别院被封锁,雍亲王禁足在家,这对外放出了一种信号,各处一时多有忙乱。
如此熬了数日,雍亲王写的《金刚经》有一大沓子,御前尚未有动静,端敏长公主先按捺不住了,使人送了信来,告诉雍亲王:“不管怎样,婚还是要成的,拖了孩子这么多年,我们家没有背信弃义的道理。”
她意识到,自家只怕是被人拿着做了刀,用修改婚期来针对雍亲王。
她也猜到大概是谁的手笔了,在家破口大骂晦气,但她能做的也不多,只有把乐安捞出来,同时对雍亲王表明态度:我们还是支持你的,咱们还是好亲家
!
这样雍亲王若是翻了身,你好我好大家好。
哪怕没翻身,她说的那句是真心话,这门婚事拖了乐安这么多年,没有背信弃义的道理。
而且,真成了婚,对达尔罕王府也不会有什么太大的坏处,顶多策妄多尔济以后得不到岳父的帮助呗,还能落个重情重义的名声呢!
这算是禁足生活中少有的一点宽慰,大张氏心总算能放下,握着乐安的手,反复道:“好好歹歹把婚成了,你也有了郡主的封号,嫁妆也都分给你了,嫁过去后,若家里情形不好,你不要多想这边,狠一狠心,自己把日子过好要紧,不然额娘更放心不下。”

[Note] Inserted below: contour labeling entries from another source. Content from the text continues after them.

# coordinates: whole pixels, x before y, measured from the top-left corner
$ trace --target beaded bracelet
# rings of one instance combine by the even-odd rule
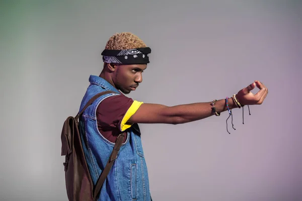
[[[211,105],[212,106],[212,112],[213,112],[213,113],[214,113],[214,114],[215,116],[218,117],[220,116],[220,113],[218,113],[216,111],[216,108],[215,108],[215,106],[214,106],[214,104],[215,104],[215,101],[217,101],[217,100],[215,99],[213,100],[211,103]]]

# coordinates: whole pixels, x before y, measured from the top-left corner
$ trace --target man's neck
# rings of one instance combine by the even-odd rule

她是被前头几个皇子的事情吓怕了,以为雍亲王也要落到和从前的大王爷、九贝子一样的结果。
幽禁没什么,不就是关起门来过苦日子么,她享了这么多年的福,也觉得够本了。
唯一不能平静的,是孩子们可怜。
她看着还不大的弘炅,看着即将出阁的女儿,好像有流不完的眼泪。